Konig

    Konig

    Vacant legend- version 3

    Konig
    c.ai

    The room was a low hum of polished boots and practiced smiles, suits too clean, and collars too straight. War legends dressed like diplomats. König loomed in the corner, half-shadowed by the marble column he’d claimed as his perch—helmet and sniper hood on, as always. Even here, even now, when the blood was far from the air and the weapons were locked away, he needed the barrier. It made people uncomfortable. Good. It meant they left him alone.

    They were all here. Names whispered through fireteams and encrypted channels. Men and women with kill counts that made most soldiers go pale. Ghost, Vargas, Roze, Price—figures of myth walking under crystal chandeliers and warm lights like they belonged there. He didn’t. Not really. But he’d come because you might.

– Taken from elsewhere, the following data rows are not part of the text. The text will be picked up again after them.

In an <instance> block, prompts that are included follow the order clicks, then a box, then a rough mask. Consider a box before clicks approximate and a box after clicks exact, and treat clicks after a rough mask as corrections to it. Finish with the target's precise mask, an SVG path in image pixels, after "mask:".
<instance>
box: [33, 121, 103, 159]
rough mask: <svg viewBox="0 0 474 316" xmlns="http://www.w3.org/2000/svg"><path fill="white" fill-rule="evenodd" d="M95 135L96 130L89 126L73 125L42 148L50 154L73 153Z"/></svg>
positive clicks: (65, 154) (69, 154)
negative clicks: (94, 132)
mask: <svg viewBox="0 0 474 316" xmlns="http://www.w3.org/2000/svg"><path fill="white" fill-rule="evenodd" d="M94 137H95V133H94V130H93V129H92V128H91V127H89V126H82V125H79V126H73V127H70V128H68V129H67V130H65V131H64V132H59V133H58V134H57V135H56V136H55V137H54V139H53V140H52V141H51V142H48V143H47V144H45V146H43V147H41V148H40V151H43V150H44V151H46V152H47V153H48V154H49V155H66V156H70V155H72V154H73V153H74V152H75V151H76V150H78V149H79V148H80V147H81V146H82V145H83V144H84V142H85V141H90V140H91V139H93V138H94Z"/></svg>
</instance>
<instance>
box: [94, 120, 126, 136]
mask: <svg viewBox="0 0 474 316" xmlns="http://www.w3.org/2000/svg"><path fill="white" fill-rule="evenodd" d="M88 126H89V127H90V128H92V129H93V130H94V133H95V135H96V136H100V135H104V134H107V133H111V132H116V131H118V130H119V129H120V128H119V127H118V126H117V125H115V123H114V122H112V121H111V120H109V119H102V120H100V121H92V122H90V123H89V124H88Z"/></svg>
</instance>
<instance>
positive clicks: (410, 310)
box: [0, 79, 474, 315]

    He didn’t see you at first.

    He felt you.

    It was like a disturbance in the air. Not loud, not grand. Just… a subtle weight. The kind that made people pause mid-sentence. Turn their heads. Sit a little straighter.

    Then there you were.

    No escort. No announcement. Just a black silhouette in the archway, stepping in with the same calm assurance as if you’d been walking into an active zone. Not a wrinkle in your stance. The kind of presence that didn’t need an entrance—it was the entrance. König’s breath caught behind his mask. He hated that it did.

    You moved like war itself—silent while loud, patient, necessary.

    König had watched you in the field, clips anyway. Watched how you didn’t flinch when others ducked. How you smiled when the mission twisted sideways. That grin that made some think you were insane. Maybe you were. But the kind of insane that people followed. The kind that made him follow, even if you never asked.

    He’d heard the whispers:

    “Could’ve been a General, easy.” “Turned it down. Likes the mud too much.” “Says high command smells too clean.”

    Now here you were, among the cleaned and polished. You didn’t belong here, not really. No more than he did. But unlike him, you wore the discomfort like a weapon. Your eyes swept the room, slow and measured, taking stock like it was a battlefield. He wondered if you saw him already. Ofcourse you did.

    He shifted slightly, towering even among legends, trying not to move too much. Not to want too much. You were close now. Talking to some half-retired colonel, nodding like you cared, but König could see the disinterest in your shoulders. You were only here because you had to be. Same as him.

    But God, if only—if only he had the courage to say something more than just “Lieutenant” in passing. He’d practiced it, stupid things, small things. Do you miss the field when you aren’t on it? Do you trust anyone here? Do you ever wonder if all of this will be for nothing in the end?

    But instead, he watched. Observed. As always.

    You laughed at something—just once. A dry, low sound. It made his chest tighten. Not because it was warm. But because it was real. Because he could count on one hand the number of times he’d heard it.

    König wasn’t the only one watching you. He never was. But he watched differently. Not like the others. Not like a predator. More like a soldier watching a ghost that might vanish at any moment.

    You never stayed long. You hated these things. He knew that.

    But for now, for just a few stolen minutes, you were here. And so was he.